Had my mother been consulting with Akari about me?

At that time, was I asked by Yamamoto to return home?

…Isn’t the timing too good?

No, I don’t know.

As Yamamoto said earlier, he has been telling me to return home since the day we met. The timing is probably true.

…But.

I can’t help but remember.

Despite not wanting to, I can’t help but remember.

…The fact that they used to be together…

…Could it be.

Could they have started dating again?

Their relationship, their conversation, makes it painfully clear. It’s painfully clear.

If they started dating again, I…

I would be in the way.

…Were they planning to send me home to get rid of me? Can I no longer stay in that house?

I know.

Yamamoto never said such a thing.

Whether Akari and Yamamoto were involved in this matter at all is entirely my speculation.

But.

…But.

I can’t help but think that way.

When did I become such… a jealous person?

In the end, I didn’t sleep at all that night.

Last night, I told my mother that I would return to Yamamoto’s room. But even at this time of day, I still haven’t told Yamamoto that I’ll be returning with him.

I was scared. Scared of being rejected.

Even though there was no proof that it would happen. I was so scared that I couldn’t bring myself to say it.

…Yamamoto started preparing to return home about thirty minutes ago. He ate lunch, had a lively chat with my mother, and even asked her to drive him to the station. After that, he started preparing leisurely.

Time was running out.

But I couldn’t bring myself to say it.

I was scared.

I was scared of what I might hear. I was scared of being rejected. I was scared of losing my place beside Yamamoto. I was scared of everything.

But even though I was scared, time didn’t stop.

“Ah, I think I’ve got everything,” Yamamoto said, putting his bag on his shoulder. “I had a really good time. Thank you for everything, auntie.”

“Come again any time,” my mother said with a smile. “Next time, bring Megumi along, okay?”

“Of course.”

Yamamoto turned to look at me. His eyes were so clear and innocent, they made me feel even more guilty.
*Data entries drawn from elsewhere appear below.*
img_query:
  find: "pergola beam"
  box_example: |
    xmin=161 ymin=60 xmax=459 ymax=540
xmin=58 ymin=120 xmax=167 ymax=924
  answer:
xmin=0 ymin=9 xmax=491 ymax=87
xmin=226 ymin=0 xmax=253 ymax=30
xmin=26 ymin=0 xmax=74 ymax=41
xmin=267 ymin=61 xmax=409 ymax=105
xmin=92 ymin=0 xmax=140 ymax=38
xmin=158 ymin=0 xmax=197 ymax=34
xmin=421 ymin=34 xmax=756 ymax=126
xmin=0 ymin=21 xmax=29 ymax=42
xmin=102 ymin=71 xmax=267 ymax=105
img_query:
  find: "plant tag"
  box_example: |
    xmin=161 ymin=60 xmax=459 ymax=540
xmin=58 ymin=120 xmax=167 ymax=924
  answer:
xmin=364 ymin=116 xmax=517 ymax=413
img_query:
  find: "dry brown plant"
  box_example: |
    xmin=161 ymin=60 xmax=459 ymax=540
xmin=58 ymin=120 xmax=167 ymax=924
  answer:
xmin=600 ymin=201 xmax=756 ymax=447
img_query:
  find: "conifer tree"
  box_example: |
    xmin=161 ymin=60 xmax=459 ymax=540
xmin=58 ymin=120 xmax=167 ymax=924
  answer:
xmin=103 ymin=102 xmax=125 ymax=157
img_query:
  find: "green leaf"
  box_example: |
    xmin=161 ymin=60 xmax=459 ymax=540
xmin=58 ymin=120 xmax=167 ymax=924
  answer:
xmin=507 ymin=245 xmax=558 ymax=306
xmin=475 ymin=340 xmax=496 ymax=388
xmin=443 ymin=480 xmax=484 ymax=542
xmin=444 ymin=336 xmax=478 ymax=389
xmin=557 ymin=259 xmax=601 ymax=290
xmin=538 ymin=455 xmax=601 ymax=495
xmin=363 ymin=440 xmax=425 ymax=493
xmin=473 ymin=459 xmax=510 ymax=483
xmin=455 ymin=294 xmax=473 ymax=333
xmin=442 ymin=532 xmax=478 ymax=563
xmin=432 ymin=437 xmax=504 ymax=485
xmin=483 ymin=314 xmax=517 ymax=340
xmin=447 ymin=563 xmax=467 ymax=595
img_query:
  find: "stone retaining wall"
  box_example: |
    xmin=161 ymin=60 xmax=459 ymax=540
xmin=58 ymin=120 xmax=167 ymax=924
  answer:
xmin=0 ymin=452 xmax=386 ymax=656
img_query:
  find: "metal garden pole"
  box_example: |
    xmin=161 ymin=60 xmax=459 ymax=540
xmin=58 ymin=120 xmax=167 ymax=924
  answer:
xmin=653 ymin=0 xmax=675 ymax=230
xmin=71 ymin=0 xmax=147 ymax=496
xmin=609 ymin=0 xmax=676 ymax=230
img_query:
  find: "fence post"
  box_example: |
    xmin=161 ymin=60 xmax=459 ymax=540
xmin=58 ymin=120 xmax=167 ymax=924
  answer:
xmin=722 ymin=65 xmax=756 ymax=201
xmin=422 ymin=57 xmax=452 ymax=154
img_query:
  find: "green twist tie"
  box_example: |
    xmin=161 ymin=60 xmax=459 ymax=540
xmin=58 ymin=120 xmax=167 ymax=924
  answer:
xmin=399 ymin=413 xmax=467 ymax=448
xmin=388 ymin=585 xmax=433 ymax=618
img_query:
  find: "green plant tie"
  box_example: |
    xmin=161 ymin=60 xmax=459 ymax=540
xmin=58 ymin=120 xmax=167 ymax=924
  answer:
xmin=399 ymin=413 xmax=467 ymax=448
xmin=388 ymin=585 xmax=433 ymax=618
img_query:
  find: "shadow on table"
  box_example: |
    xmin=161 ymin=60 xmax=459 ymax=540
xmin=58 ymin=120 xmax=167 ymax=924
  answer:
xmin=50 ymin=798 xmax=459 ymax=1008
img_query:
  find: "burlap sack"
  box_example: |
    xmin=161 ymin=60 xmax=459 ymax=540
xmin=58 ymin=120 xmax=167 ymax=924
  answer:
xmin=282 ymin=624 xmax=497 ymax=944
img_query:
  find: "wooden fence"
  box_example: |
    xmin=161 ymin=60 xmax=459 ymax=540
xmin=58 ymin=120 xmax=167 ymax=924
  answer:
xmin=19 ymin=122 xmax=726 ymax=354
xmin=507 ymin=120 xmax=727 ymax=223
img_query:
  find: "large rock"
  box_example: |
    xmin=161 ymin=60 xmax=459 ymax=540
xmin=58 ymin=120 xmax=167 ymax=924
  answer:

“…Megumi. I’ll be going first. Take care of yourself, okay?”

His voice was gentle, but it was like a stab to my chest. I looked at him, my eyes wide, unable to say anything.

“Wait,” I finally blurted out, surprising even myself. “Wait. I… I want to… go with you…”
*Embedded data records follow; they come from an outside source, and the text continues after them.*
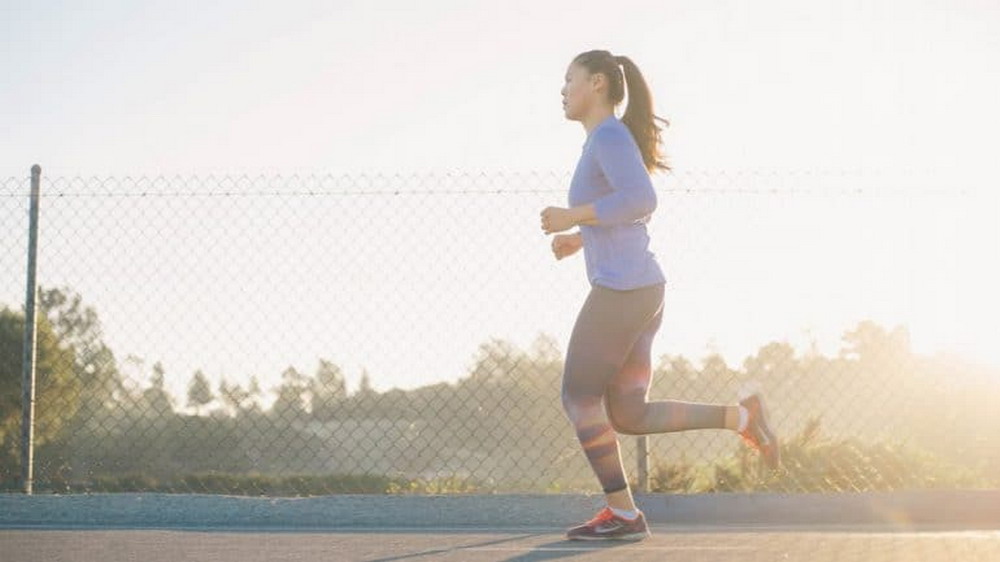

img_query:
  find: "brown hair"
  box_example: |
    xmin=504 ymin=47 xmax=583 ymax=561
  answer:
xmin=573 ymin=50 xmax=670 ymax=172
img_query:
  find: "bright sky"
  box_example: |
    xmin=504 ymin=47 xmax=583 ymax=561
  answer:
xmin=0 ymin=0 xmax=1000 ymax=400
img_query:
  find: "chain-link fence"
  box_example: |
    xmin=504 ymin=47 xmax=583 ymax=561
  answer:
xmin=0 ymin=166 xmax=1000 ymax=494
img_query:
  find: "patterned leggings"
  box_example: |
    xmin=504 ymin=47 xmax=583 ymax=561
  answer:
xmin=562 ymin=284 xmax=726 ymax=493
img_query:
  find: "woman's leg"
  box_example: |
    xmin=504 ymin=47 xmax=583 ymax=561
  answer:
xmin=605 ymin=298 xmax=739 ymax=435
xmin=562 ymin=285 xmax=663 ymax=496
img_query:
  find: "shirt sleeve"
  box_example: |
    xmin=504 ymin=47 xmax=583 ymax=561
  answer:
xmin=593 ymin=123 xmax=656 ymax=225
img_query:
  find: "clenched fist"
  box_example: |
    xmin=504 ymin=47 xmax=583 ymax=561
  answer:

Yamamoto looked taken aback, blinking at me in surprise. But then, his expression softened into a kind smile.

“Of course. Let’s go home together.”

His words felt like a warm hug, calming my anxious heart. With a relieved smile, I stood up, ready to head back home with Yamamoto. Despite my earlier fears and doubts, I knew this was where I belonged. With him.

However, my fear and doubts about Yamamoto and Akari didn’t completely disappear. But for now, I decided to trust Yamamoto. After all, he was the one who had always been there for me, always supporting me.

And so, we left my parents’ house, hand in hand, ready to face whatever may come our way.